Seven of Jamie Leigh Jones’s male co-workers welcomed her to her new job in Iraq by drugging and gang-raping her, according to the federal Equal Employment Opportunity Commission. She says that the rapists were so violent that afterwards she had to undergo reconstructive surgery on her breasts.

Ms. Jones sought her day in court, but her employer, Halliburton, tried to bar the courthouse doors. When she took the job Halliburton made her sign an arbitration agreement which forces employees to give up their rights to take employment-related disputes to a jury. Instead, they pledge to resolve disputes through secret, binding arbitration.

This spring the Supreme Court issued an opinion in another forced arbitration case, AT&T vs. Concepcion, which involved cell phone users whose service contract required them to take disputes to arbitration and not to court. It also prohibited them from bringing a class action in arbitration, leaving them no way to bring a class action at all. The Supreme Court announced that that is just fine. It is legal for a company to unilaterally ban customers from court and eliminate the possibility of a class action.

Many employers force similar arbitration provisions on their employees. In fact, there is a decent chance that you gave away your right to a jury without realizing it when you accepted your current job. Like mobile phone and credit card companies, employers hide this tidbit in jargon and small print. If you want the job, you trade your right to a jury, and in its place you get private, paid arbitrators whose decisions are essentially unappealable and who don’t have to follow the law. They don’t even have to explain the reasoning behind their decisions.

Not every employer pulls this trick, but many of the big ones do, including Anheuser-Busch, Cisco Systems, Dillard’s Department Stores, Halliburton, Hooter’s, and most major employers in the financial services industry. Approximately 48 million American workers may be bound by arbitration agreements, according to the National Employment Lawyers Association.
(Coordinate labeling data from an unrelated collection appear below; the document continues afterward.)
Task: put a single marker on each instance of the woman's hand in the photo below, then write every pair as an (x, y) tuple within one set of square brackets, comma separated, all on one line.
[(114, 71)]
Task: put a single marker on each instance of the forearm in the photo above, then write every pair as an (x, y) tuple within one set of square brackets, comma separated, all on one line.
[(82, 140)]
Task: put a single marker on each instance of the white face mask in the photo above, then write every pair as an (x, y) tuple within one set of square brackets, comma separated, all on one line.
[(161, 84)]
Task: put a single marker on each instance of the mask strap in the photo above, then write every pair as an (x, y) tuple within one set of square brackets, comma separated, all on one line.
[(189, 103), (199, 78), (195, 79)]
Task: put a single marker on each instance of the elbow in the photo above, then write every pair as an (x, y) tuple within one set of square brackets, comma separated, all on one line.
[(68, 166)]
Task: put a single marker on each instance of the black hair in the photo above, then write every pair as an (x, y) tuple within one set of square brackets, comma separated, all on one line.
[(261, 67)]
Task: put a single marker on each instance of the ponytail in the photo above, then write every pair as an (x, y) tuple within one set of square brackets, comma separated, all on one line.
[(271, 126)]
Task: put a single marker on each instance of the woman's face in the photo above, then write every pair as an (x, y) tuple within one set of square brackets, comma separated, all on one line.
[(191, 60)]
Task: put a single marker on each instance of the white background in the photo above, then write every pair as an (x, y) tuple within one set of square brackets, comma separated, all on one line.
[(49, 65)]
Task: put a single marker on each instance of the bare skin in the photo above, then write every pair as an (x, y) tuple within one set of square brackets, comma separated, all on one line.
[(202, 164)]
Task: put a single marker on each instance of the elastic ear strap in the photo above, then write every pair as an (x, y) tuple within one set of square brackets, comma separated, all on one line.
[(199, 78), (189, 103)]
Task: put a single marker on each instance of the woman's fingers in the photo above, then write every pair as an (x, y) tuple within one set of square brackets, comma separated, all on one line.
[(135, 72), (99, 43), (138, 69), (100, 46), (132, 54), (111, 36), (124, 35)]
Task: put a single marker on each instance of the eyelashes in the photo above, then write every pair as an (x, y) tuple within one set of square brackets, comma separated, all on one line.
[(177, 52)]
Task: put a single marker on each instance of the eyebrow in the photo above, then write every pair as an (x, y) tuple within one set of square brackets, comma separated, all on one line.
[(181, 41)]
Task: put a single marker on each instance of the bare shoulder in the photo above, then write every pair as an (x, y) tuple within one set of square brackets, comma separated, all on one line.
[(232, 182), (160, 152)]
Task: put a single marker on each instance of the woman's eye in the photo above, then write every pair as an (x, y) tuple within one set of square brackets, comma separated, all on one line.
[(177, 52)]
Employers favor arbitration because it can be faster and cheaper than court. But time-consuming judicial procedures are meant to make the process fair to both parties. Their absence from arbitration weights the balance in favor of employers: for instance, in court, employers have to turn over damaging documents and produce supervisors and co-workers for depositions; in arbitration, employers can usually keep all that information to themselves. Employers also like that arbitrators have a financial incentive to favor them: employers hire the same private arbitration companies over and over, whereas each employee tends to be a one-time player.

In Ms. Jones’s rape case, federal courts ruled that several of her claims (vicarious liability for assault and battery; intentional infliction of emotional distress; negligent hiring, retention, and supervision of the employees involved in the assault; and false imprisonment – this last arising out of Halliburton’s allegedly locking Ms. Jones in a container after the alleged gang-rape and refusing her even a phone call) were not covered by the forced arbitration clause in her employment agreement because they were not related to her employment. Therefore those claims could be heard in court rather than arbitration – but only after the arbitration of her other claims ended. This ruling validates the statements of many federal courts (though not this Supreme Court) that forced arbitration is unfair, and that it is particularly unfair in the context of employment discrimination claims.
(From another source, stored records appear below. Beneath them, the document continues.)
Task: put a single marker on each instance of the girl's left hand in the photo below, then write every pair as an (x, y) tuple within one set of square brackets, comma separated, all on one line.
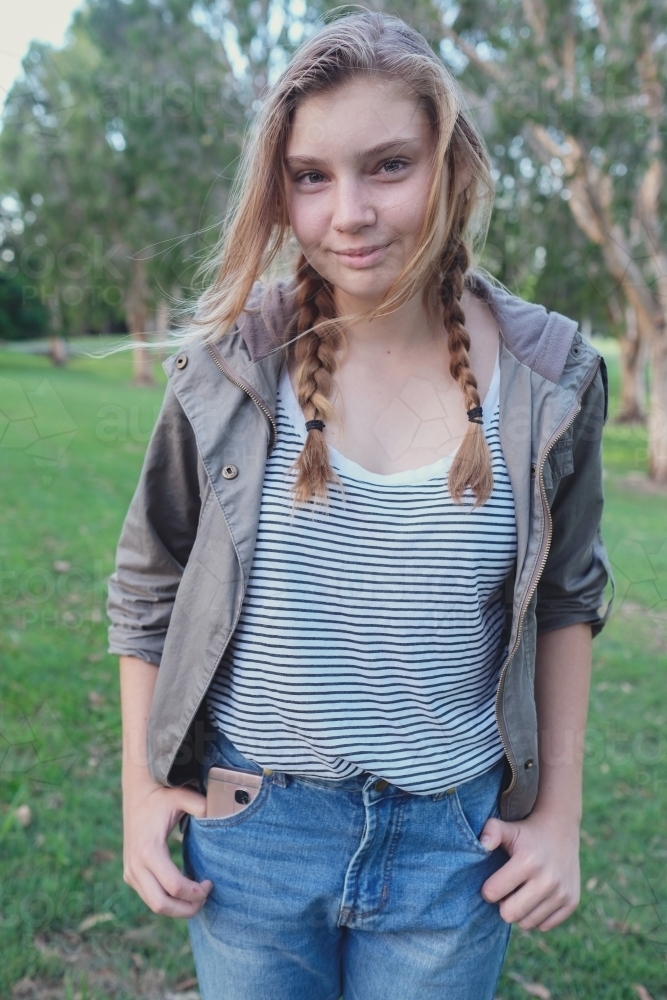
[(540, 885)]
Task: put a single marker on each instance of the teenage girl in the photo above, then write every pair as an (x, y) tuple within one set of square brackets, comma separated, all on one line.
[(365, 555)]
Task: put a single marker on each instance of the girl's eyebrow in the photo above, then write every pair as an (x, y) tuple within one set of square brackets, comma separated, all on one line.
[(366, 154)]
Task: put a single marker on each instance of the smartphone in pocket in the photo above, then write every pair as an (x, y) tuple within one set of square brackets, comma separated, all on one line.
[(230, 790)]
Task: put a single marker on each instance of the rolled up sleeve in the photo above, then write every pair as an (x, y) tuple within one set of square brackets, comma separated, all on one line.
[(156, 539), (577, 571)]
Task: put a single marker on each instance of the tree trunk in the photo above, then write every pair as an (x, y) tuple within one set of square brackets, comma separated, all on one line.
[(162, 317), (657, 417), (632, 360), (137, 315)]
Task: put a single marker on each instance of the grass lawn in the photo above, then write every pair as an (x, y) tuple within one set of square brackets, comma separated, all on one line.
[(69, 927)]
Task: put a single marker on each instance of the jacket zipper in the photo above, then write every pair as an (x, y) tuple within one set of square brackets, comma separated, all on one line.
[(236, 380), (558, 434)]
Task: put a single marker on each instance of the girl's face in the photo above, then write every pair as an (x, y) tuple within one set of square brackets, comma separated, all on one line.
[(358, 166)]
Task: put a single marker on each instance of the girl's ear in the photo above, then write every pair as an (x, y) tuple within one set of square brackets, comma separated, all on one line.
[(464, 176)]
Halliburton fought hard to convince the courts that all of Ms. Jones’ claims based on her alleged assault should be heard in private arbitration and not in open court because it knew it would be better off if it could keep Ms. Jones’s brutal allegations muffled in an inherently biased arbitration instead of public in an open, unbiased court. Despite its efforts, this June Ms. Jones’s remaining claims will go to trial.

The Supreme Court has signaled that it will not stop companies from forcing arbitration on individuals, and in the AT&T case it ruled that states may not do so either. Yet 59% of Americans oppose forced arbitration according to a study by Lake Research Partners. If employees (or consumers) are going to be protected from take-it-or-leave-it forced arbitration agreements, it will have to be by an act of Congress.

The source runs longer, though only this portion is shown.